I’m the daddy of two boys who’ve simply turned 12 and 10. Our older son is an easy-going, well mannered and clever youngster who excels at college and who, typically, appears fairly content material along with his lot in life.

My subject is his indolent life-style. He spends hours in entrance of a pc display screen gaming and watching YouTube movies (like most of his friends) and, whereas I’ve no subject with gaming and YouTube per se, over the past yr or so he has develop into barely obese. Until final yr he performed soccer, however in the beginning of this season introduced he needed to offer it up (a lot to my disappointment). He additionally gave up GAA just a few years in the past.

He attends taekwondo classes twice every week, which he appears to actually take pleasure in, however I’m conscious that this isn’t sufficient train for him. When I used to be a toddler, I used to be extraordinarily energetic and have continued to play sports activities and train repeatedly into maturity, so I discover his lack of enthusiasm for athletic actions and health very irritating.

The matter is considerably sophisticated by the truth that his youthful brother, our 10-year-old, is autistic, nonverbal and has an mental incapacity. My spouse and I discover it extraordinarily difficult and totally exhausting to guardian our youthful son, as we don’t have a lot in the way in which of assist close by.

By necessity, a lot – I’d say nearly all – of our vitality, time and a spotlight is spent taking care of him. I discover that we have now little house to ensure that our older boy is consuming correctly and, specifically, getting sufficient train. I’m apprehensive that my older son, who not like his sibling provides us no bother in any respect and is joyful to be left to his personal gadgets, is in the end going to undergo as a result of, as a result of challenges related to elevating our youthful youngster, we don’t have the bandwidth to ensure he’s getting what he wants.

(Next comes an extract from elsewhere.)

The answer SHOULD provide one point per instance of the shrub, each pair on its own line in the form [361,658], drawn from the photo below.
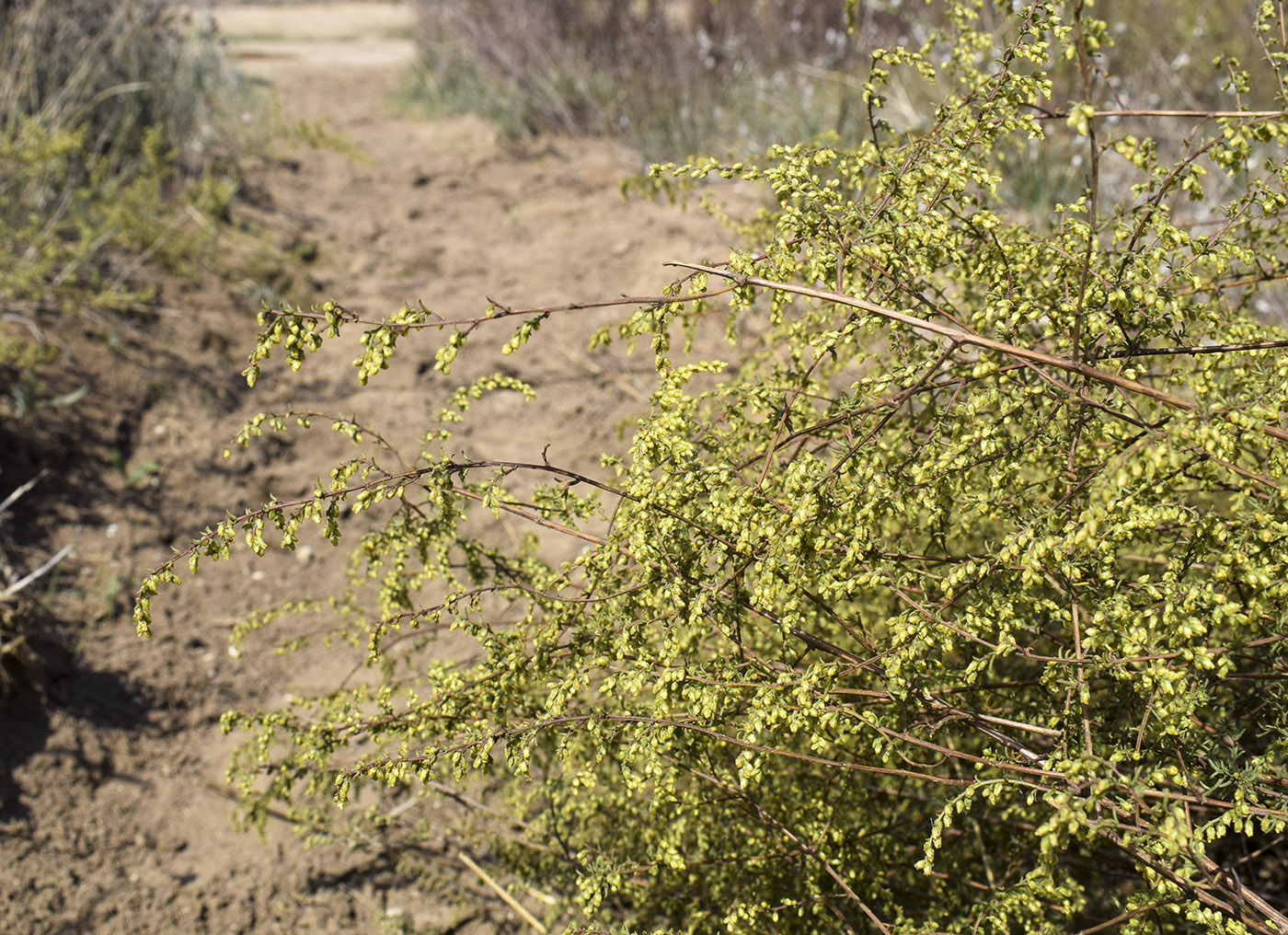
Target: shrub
[950,600]
[666,76]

I’m notably involved on the prospect of him beginning secondary college subsequent yr whereas being barely obese and never being a part of any group/group actions. I worry he may be bullied (though he is a well-liked and assured youngster now), and I’m additionally involved concerning the long-term well being issues that may be related to him being obese into his teenagers.

There simply don’t appear to be sufficient hours within the day to take care of each of our son’s wants. (I work full time and my spouse has had to surrender work to be a full-time carer for our youthful youngster).

Answer

The most necessary side of this subject is that you simply clearly love your sons and need the perfect for them.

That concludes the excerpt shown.